By Robert Stitt
According to the Centers for Disease Control and Prevention’s National Vital Statistics System, 38 percent of those married in 2014 are already divorced. While divorce is hard on all involved, studies show that, statistically, women come out of divorce worse off than men. This is especially true when looking at finances.
SUM180 is a financial planning service designed for women. According to Carla Dearing, the company’s CEO, “Studies reveal that in the first year after divorce, the wife’s standard of living may drop almost 27 percent, while the husband’s may increase by as much as 10 percent.”

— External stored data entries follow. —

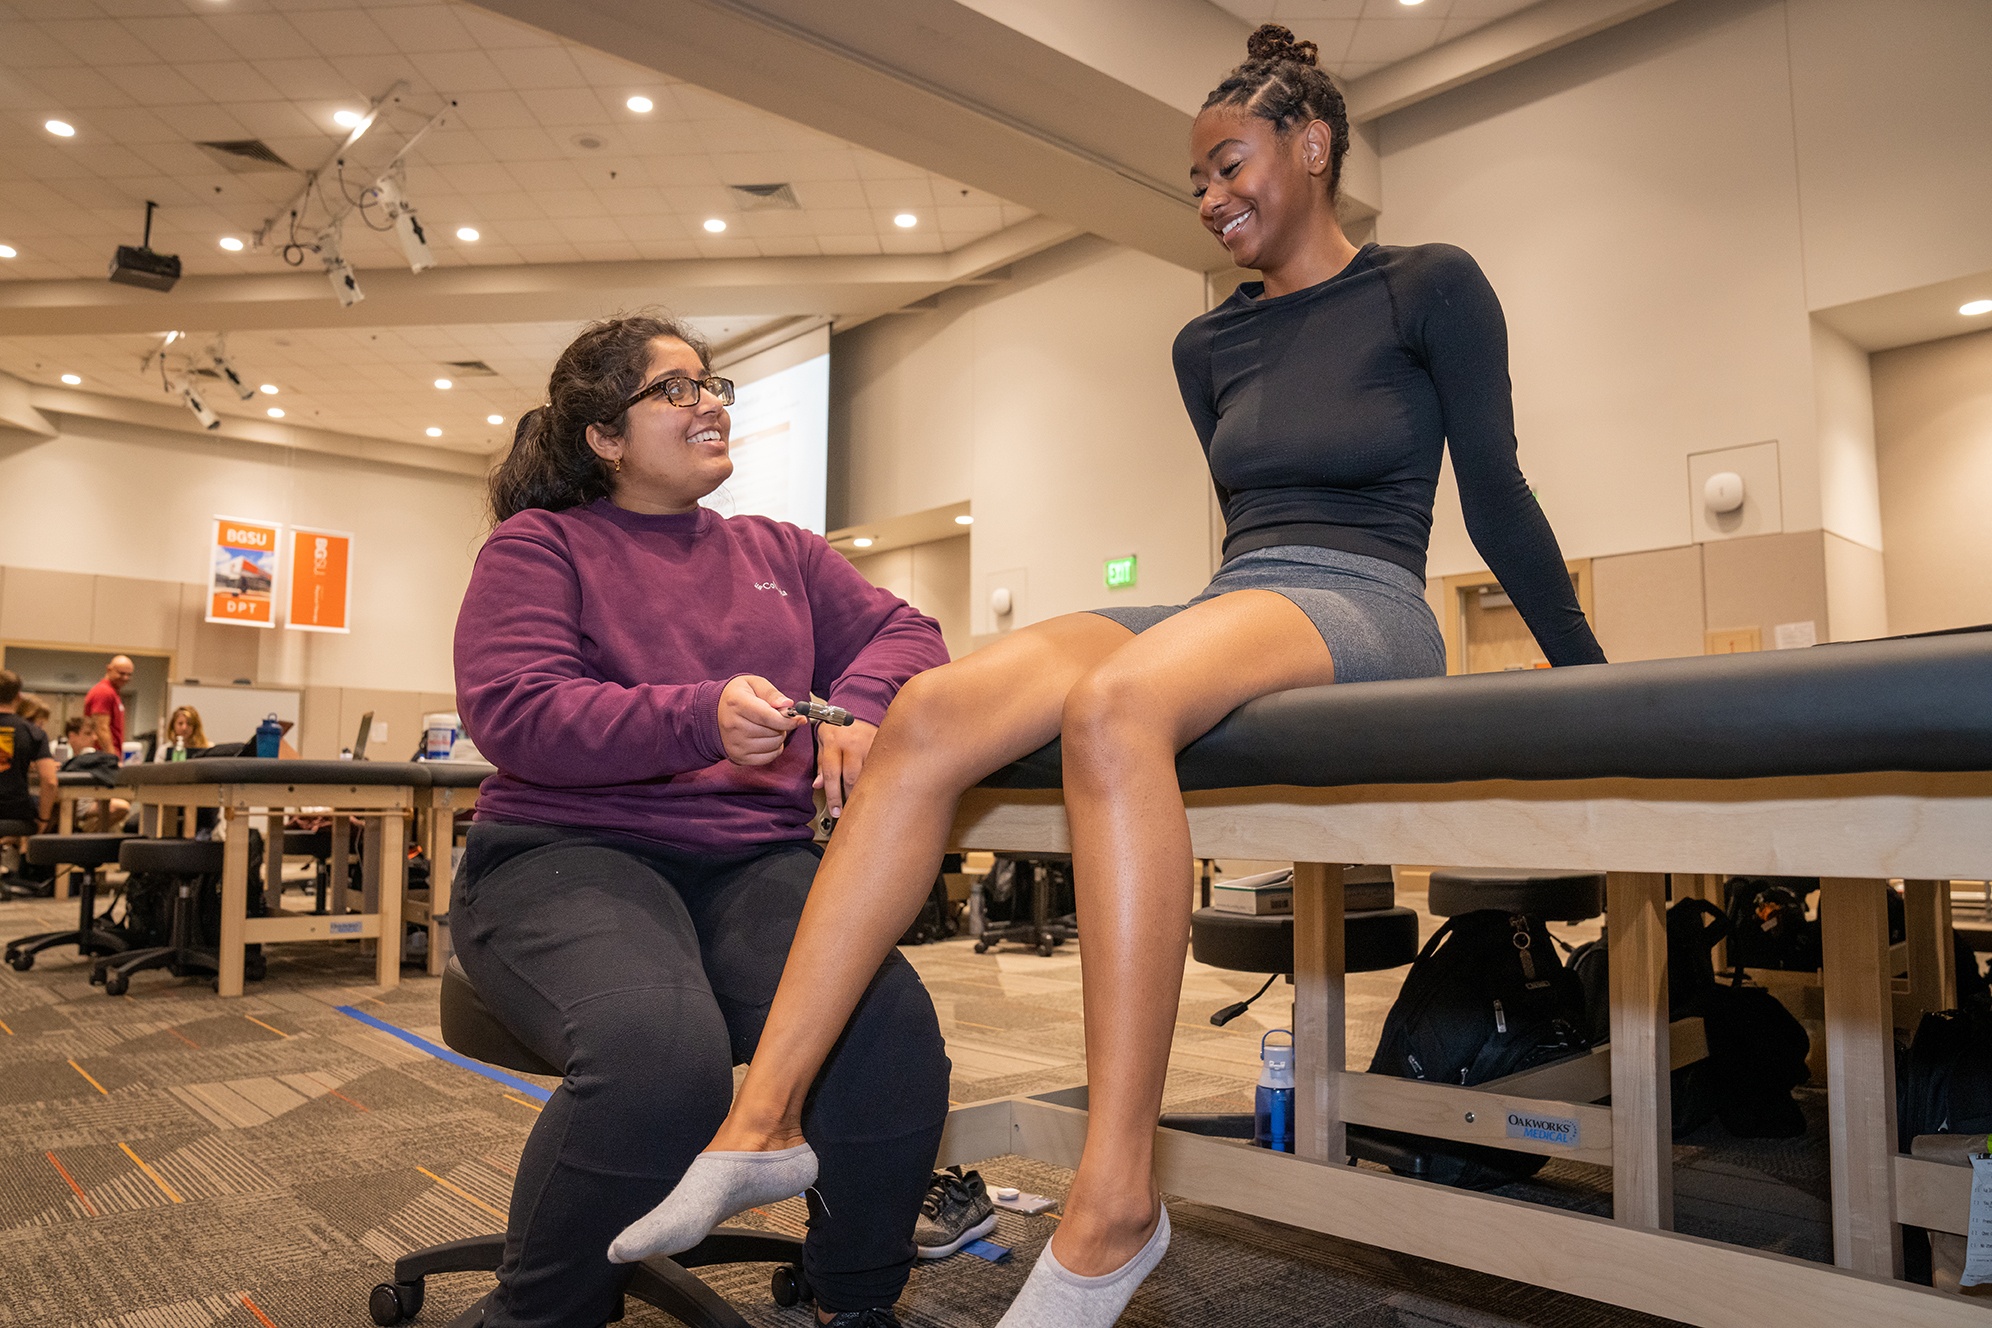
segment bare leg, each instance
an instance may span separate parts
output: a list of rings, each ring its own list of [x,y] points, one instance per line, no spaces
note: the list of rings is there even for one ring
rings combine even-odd
[[[709,1151],[802,1140],[802,1104],[940,870],[962,793],[1058,734],[1072,685],[1133,640],[1075,613],[923,673],[892,703],[803,909],[733,1109]]]
[[[1121,1267],[1154,1229],[1156,1120],[1189,946],[1189,820],[1176,753],[1245,701],[1334,681],[1321,635],[1271,591],[1223,595],[1129,642],[1072,688],[1065,806],[1086,1002],[1086,1149],[1053,1240],[1069,1271]]]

Dearing notes that most women are more emotional in life, and they are even more so when it comes to divorce. As a result, they often rush into divorce, just wanting to get it over with. This leads to settlements that are not based upon what is best, but what is expedient. While many people try to go through divorce alone because of its personal nature, this only keeps them from good advice and valuable emotional outlets. Let a good friend or therapist in on your divorce and get your emotions out. This way, when you meet with the attorneys, you have a clear head.
One important thing to remember is that your married life likely went beyond the scope of your household finances. Don’t operate on the understanding that the only finances and goods are those in your home. By slowing down and thinking rationally instead of emotionally, you have the time to work through the list of financial data that may not be readily apparent. This includes locating all bank accounts, investment accounts, life insurance policies, properties, etc. A good place to start is by reviewing the last several years of tax returns. If you are not sure how to do this, your attorney can help. To save money, a financial planner is often far cheaper than an attorney during this stage of the process.
Just remember that the financial implications of your emotional decisions may be with you for decades. By taking the time to slow down and work out your emotions prior to the divorce proceedings, you can logically process information and make sound decisions based off of good financial data and not the desire to get things over with.